People need to understand that if they want a legitimate national champion then that implies a taxonomy based on geography.  Ideally you'd slice the country up into 4 quarters and they place those 4 champions into a playoff.  That is a system that has legitimacy because it draws across the full national spectrum.

That's also why the SEC rematch championship game was such bullshit, it simply reiterated a regional champion by excluding the rest of the nation.  And if we are going to just start pairing teams based on who-we-think-is-the-best, then we might as well just have that matchup on Labor Day & be done with it.

Granted the situation isn't ideal as there are 6 major regional conferences (instead of 4) but those 6 conference champions should be the only teams under consideration for playoff spots.  No mulligans for a team that couldn't win it's division (even if we all think it's the best team ever).

The path to glory should be clear; win your division (ideally with a spotless record); win you conference championship; then you dance with the other big boys and if you win that then your resume is beyond reproach.

But if we are crowning national champions who can't even win their own state (or division or whatever) then the whole thing loses legitimacy because how many other teams could argue that they might have won if they were granted the mulligan too?  It kicks the whole thing back into grandstanding & politics and, in that case, we might as well just go back to the old days of voting without the contrived matchups & faux playoffs.

jdon

January 10th, 2014 at 7:54 PM ^

very well said...

 

personally I would rather get rid of the preseason games before conference play (or limit it to two games).  we should play 8 conference games and then begin a  playoff...

I would like to see either 32 teams in round robin format.   It would add six weeks to the season but if you elimated preseason it would all be the same, and from thanksgiving on would rule!

Imagine the top 32 teams split into 8 divisions with three weeks of knock down drag out fights to make the final 8!

jdon

 

MonkeyMan

January 11th, 2014 at 11:47 AM ^

I would only add that to get into a conference championship game- only conference wins matter, not non-conference wins- everybody plays everybody in their division.
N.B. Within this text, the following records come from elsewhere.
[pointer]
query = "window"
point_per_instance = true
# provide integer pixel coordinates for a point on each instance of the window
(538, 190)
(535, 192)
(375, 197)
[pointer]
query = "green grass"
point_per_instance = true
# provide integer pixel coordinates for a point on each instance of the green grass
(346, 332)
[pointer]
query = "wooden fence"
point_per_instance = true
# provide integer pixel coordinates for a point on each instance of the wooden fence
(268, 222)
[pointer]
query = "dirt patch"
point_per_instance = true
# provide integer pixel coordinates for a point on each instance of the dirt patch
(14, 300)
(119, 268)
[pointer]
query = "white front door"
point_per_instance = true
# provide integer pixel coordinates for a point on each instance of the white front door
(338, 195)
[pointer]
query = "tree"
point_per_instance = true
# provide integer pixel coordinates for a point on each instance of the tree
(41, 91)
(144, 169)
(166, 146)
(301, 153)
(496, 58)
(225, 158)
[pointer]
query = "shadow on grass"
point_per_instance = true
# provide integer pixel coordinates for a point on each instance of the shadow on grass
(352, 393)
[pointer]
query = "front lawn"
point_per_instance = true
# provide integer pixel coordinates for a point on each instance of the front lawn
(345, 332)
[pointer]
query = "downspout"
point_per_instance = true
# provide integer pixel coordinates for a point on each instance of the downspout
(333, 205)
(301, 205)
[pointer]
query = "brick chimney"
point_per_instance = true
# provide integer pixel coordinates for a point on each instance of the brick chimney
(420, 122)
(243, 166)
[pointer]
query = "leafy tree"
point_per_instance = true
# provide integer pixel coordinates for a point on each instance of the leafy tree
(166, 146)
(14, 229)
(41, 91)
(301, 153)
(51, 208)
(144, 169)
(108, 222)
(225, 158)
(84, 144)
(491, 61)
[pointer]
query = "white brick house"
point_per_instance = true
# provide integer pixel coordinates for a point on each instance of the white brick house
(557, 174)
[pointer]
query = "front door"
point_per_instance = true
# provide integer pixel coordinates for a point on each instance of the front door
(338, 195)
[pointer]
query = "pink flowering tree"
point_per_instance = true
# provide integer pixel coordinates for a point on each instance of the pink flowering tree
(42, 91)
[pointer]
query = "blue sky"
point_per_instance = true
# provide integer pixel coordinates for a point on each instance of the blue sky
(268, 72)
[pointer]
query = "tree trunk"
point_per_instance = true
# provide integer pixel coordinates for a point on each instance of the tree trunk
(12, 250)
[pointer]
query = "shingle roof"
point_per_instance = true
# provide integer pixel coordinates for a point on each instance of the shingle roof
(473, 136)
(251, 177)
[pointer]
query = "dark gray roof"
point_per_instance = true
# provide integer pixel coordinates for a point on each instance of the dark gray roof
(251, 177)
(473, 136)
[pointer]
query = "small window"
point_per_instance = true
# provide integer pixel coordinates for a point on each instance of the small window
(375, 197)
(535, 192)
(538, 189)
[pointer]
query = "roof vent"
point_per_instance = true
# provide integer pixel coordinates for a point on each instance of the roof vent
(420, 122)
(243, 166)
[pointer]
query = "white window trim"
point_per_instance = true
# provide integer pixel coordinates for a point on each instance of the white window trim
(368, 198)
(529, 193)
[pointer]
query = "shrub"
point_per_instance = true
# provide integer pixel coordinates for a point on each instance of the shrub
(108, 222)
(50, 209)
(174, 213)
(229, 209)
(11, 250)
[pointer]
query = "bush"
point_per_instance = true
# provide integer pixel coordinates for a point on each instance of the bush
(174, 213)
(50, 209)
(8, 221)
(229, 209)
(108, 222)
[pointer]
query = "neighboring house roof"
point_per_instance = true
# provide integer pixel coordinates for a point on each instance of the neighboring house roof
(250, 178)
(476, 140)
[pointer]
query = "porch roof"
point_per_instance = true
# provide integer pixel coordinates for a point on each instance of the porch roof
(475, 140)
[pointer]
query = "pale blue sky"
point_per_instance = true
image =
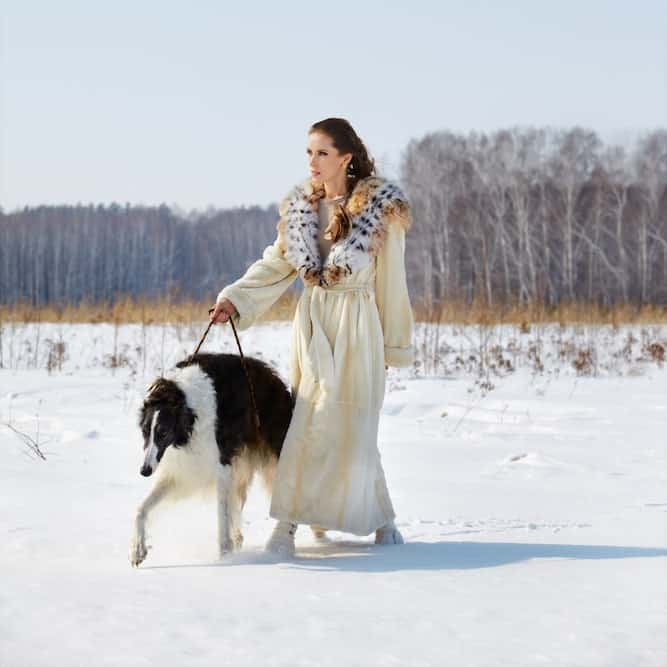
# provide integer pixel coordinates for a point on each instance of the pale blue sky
(208, 103)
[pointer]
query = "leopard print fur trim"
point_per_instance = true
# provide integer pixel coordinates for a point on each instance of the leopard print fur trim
(372, 203)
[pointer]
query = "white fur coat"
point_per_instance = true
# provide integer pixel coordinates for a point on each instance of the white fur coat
(353, 317)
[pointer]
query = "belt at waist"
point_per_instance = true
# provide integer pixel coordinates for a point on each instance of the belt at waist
(342, 288)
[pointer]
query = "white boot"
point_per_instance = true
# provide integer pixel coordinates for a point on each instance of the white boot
(388, 534)
(319, 533)
(281, 541)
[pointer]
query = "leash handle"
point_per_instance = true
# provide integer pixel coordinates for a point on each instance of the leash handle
(243, 363)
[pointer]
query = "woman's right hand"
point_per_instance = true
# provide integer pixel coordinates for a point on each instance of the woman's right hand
(222, 311)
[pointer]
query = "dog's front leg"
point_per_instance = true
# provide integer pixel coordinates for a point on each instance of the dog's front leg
(224, 488)
(138, 544)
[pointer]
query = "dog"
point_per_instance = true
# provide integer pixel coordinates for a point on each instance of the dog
(199, 433)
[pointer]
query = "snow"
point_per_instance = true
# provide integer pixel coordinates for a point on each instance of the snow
(534, 517)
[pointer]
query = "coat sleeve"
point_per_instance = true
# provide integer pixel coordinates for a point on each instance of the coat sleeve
(391, 297)
(260, 286)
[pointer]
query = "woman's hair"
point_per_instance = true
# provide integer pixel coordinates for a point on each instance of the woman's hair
(345, 140)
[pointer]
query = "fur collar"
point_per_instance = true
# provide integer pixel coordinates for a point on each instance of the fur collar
(372, 201)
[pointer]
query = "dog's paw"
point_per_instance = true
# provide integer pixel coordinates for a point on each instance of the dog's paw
(224, 548)
(238, 541)
(138, 553)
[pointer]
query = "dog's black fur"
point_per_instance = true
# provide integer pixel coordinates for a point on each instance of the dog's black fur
(236, 422)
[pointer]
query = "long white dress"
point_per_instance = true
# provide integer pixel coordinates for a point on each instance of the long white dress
(330, 471)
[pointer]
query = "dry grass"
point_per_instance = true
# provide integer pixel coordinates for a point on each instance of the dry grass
(159, 311)
(524, 315)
I don't want teams scheduling non-conference creampuffs to up their chances of getting in the conf CG.

trueblueintexas

January 10th, 2014 at 10:22 PM ^

So Swofford creates this very large conference creating scheduling issues and then hopes the NCAA changes the rules for who gets into the playoff so they can have more scheduling flexibility? Have we all taken crazy pills? It's like an addict that can't help themselves.
It's pretty simple. Play all the games you have to play, some group of experts takes all that info into a closed room and decides who the best 4 are. Maybe the Big 12 will end up being the smart ones for making their best teams only play 12 games instead of 13.